This case represents our toughest battle to date. It was a battle at every stage involving Magistrates, District Judges, Court Clerks, Cps lawyers and Crown Court Judges. The argument was all about whether a road was public or private.
Category: General
Posted by: patterson

I first spoke to our client when she had been advised by a local duty solicitor to plead guilty to a road traffic offence. She had tried to explain to the solicitor that she could not have committed the offence in question because the road was privately owned and not open to the public.

This offence can only be committed on a road or in a public place. The local solicitor looked up the law on a "google" search engine in front of our client. This caused her some concern, but despite this she accepted his advice and pleaded guilty and the case was listed for a special reasons argument. The special reasons argument was going to be based (bizarrely) on the suggestion that she should not get a ban due to her thinking the road was private.

It was at this stage that we got involved. We did not agree with the original advice and told our client that she had a defence. She instructed us to act and we tried to get the Magistrates to reopen her conviction (guilty plea). The Magistrates refused to reopen the case despite the fact we were able to show them lots of case law to support her defence. The Magistrates refused the special reasons argument and banned our client from driving. This is a very brief summary of the trauma involved at the Magistrates Court where the sentiment of everyone was that our client was guilty and should accept it. We did not feel as though she would get a fair trial from the start.

We appealed conviction and sentence. We persuaded the Crown Court Judge that our client's original plea was quivocal (she had a potential defence) and the case was remitted back to the Magistrates Court with an order that she should have a trial. Whilst waiting for trial we tried to persuade the prosecution to drop the case on the basis they did not have a reasonable prospects of convicting her.

We had a trial in the same Magistrates Court and unsuprisingly the court deemed the road to be a place to which the public had access and convicted her. Despite evidence from local authority planning department confirming the road was privately owned and privately maintained and photographic evidence showing "No Entry" signs at every entrance to the estate. There was lots of other evidence too....
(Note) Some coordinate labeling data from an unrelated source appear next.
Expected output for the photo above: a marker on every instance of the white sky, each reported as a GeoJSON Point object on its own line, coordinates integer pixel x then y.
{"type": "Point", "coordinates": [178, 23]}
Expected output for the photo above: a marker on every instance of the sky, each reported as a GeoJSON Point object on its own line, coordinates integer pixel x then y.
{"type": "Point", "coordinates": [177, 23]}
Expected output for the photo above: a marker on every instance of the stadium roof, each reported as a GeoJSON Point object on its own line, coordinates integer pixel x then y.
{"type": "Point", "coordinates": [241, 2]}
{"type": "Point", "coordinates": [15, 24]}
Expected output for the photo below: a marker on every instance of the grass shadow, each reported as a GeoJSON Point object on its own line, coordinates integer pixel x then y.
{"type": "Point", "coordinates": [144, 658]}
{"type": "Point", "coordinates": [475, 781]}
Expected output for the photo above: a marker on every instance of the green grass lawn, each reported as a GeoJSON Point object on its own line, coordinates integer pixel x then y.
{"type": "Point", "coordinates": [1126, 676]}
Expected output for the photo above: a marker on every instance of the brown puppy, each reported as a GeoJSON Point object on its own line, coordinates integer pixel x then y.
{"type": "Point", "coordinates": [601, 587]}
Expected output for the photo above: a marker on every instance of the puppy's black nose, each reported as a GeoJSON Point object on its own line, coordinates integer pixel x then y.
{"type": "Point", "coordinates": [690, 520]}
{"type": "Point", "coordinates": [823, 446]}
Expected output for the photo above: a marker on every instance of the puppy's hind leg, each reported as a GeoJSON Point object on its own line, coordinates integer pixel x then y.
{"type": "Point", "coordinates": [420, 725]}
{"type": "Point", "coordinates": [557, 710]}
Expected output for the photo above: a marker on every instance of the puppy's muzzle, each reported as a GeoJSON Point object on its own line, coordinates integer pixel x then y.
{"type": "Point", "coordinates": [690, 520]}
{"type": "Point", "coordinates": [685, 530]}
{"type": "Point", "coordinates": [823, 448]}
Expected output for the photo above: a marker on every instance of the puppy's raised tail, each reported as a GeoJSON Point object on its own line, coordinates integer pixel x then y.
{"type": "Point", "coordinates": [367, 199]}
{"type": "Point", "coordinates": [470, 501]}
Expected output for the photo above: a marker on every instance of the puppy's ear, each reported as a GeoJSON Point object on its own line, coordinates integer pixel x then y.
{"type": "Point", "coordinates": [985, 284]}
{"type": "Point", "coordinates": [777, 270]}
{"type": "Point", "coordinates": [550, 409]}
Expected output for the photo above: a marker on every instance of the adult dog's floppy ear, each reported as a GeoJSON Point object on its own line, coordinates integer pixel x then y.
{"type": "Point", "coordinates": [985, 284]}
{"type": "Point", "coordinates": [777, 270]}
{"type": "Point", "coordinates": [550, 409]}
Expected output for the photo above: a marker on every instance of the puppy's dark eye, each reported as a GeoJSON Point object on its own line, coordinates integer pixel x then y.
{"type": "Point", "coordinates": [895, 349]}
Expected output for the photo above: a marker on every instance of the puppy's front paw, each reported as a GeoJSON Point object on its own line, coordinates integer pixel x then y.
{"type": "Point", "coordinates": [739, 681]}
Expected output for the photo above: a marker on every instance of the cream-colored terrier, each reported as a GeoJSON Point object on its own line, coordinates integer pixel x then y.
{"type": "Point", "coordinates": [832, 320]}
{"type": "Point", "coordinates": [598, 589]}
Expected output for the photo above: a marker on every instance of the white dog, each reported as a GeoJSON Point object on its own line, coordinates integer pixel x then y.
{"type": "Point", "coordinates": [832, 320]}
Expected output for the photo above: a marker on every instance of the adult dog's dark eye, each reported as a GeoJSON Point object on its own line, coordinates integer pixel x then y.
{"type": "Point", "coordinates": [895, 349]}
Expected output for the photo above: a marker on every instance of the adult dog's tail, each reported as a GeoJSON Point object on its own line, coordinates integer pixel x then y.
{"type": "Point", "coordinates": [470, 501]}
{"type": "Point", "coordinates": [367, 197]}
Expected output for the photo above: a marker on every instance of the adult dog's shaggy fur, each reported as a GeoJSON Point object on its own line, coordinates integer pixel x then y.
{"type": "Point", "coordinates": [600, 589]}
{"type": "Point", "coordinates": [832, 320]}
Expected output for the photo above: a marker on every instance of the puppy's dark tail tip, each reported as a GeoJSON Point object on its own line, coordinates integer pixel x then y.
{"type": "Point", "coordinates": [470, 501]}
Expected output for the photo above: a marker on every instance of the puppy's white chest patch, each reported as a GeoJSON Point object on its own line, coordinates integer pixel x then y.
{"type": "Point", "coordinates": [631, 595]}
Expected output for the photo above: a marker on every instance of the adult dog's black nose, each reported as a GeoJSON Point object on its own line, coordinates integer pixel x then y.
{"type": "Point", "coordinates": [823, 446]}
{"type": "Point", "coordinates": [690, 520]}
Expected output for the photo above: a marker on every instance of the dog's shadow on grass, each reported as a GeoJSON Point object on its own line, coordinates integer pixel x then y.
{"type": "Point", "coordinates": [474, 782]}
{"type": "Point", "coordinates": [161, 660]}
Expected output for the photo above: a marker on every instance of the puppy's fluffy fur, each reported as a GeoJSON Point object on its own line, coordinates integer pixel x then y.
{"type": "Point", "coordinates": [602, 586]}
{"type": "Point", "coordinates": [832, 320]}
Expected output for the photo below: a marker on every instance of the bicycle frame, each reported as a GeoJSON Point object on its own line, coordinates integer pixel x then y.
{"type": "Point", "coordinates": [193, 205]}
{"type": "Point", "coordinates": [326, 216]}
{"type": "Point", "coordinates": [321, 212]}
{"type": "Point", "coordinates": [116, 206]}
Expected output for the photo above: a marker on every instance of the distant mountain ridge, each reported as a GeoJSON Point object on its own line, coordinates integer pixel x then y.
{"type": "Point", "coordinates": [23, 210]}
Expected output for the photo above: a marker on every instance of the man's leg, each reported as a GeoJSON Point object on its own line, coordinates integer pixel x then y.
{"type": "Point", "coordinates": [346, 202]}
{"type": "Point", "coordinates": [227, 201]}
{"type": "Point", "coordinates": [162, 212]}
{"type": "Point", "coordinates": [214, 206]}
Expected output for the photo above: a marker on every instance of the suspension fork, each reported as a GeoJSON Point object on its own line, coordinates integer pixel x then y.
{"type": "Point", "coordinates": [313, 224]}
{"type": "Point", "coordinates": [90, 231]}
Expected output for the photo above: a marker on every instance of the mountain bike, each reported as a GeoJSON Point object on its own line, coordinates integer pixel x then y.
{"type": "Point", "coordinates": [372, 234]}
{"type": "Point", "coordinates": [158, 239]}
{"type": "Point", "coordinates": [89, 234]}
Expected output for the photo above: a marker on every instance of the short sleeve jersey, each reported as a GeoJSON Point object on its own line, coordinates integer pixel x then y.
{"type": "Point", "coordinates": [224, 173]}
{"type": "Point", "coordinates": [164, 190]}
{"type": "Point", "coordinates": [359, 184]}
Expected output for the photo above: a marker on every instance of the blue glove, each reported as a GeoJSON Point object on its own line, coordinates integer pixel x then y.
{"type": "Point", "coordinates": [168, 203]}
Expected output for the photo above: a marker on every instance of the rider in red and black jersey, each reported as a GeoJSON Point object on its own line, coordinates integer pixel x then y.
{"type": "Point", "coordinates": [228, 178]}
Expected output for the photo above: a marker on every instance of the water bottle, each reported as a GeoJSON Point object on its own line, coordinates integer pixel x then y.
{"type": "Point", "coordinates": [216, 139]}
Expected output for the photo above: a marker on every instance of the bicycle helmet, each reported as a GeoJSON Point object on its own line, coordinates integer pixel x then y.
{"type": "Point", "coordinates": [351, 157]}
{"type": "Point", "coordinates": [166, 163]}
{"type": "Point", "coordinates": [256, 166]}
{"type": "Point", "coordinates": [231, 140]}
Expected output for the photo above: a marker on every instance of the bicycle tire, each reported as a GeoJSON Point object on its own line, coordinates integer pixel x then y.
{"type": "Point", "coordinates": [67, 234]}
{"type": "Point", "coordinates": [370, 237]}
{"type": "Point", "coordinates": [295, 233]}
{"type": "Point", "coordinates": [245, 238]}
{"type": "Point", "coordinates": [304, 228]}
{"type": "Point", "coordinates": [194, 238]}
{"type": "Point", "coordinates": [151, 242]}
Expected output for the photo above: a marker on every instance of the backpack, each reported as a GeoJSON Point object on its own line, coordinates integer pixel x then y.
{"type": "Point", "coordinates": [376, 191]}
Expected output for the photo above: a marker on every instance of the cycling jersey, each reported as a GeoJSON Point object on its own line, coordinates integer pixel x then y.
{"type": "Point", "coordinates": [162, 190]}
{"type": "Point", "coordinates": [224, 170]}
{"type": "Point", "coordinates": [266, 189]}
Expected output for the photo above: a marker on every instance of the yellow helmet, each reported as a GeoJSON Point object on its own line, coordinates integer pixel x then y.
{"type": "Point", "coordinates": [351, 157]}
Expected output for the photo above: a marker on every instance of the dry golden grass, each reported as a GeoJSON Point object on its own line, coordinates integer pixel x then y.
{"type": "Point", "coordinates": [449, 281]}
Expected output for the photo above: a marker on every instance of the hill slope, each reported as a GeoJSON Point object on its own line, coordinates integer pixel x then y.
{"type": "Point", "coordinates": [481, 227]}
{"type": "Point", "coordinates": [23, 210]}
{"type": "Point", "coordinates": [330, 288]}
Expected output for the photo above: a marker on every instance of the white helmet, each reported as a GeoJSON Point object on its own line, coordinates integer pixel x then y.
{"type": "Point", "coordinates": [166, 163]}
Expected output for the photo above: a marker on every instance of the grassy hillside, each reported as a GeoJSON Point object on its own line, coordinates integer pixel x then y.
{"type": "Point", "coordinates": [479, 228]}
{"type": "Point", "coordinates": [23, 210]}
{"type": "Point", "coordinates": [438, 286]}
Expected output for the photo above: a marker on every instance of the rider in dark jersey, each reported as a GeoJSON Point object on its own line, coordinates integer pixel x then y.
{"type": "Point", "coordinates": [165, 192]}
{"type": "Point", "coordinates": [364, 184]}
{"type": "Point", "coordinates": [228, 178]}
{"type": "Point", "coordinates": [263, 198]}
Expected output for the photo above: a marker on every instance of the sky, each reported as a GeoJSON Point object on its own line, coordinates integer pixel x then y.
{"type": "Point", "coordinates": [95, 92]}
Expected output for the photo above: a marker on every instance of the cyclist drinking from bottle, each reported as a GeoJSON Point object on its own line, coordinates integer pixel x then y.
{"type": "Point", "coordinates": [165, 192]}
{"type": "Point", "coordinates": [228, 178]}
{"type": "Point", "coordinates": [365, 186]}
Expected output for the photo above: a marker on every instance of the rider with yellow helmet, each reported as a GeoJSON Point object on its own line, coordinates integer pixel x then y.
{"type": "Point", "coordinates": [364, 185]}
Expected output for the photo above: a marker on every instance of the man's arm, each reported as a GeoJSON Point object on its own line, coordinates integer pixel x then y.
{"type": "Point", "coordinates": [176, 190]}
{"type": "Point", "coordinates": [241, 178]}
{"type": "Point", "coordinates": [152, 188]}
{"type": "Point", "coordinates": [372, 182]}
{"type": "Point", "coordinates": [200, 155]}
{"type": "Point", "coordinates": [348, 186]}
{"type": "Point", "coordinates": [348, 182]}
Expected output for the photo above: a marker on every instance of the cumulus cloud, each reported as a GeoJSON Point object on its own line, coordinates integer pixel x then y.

Our client had the courage of her conviction (pardon the pun) and we advised her to appeal against conviction to the crown court. She agreed. We appealed to the Crown court against conviction. We tried again to persuade the CPS not to waste public money and to agree not to oppose the appeal. They insisted robustly on going ahead.

At the Crown Court appeal the Judge dismissed the prosecution at the half way stage (before our client even had to give evidence) on the basis that there was insufficient evidence (no prima facie case) that the road was a public place.

Our client's comments;

"Dear Emma and Ria

I have to tell you how impressed and extremely grateful I am to you both for your approach to my case. I was originaly charged with "x". From the start you advised that I was not guilty. The basis of this defence was that I was on a private road not open to the general public. This was a complex and protacted case, taking 11 months from the time you took over my case until the final appeal verdict of "no case to answer". I had originally hired a solicitor who did not understand my proposed defence, and who wrongly advised me to plead guilty at the first maginstrates hearing. When I later approached you I was told that my defence was indeed valid and would form the basis of my case. Your brief to the barrister, James Tucker, was awesome, and between both barrister and solicitor, the crown court finally quashed my oiginal conviction and absolved me of guilt. I cannot recommend you highly enough to anyone faced with an allaged road traffic offence.

My kindest regards and grateful thanks"

Emma's response - "Our pleasure"...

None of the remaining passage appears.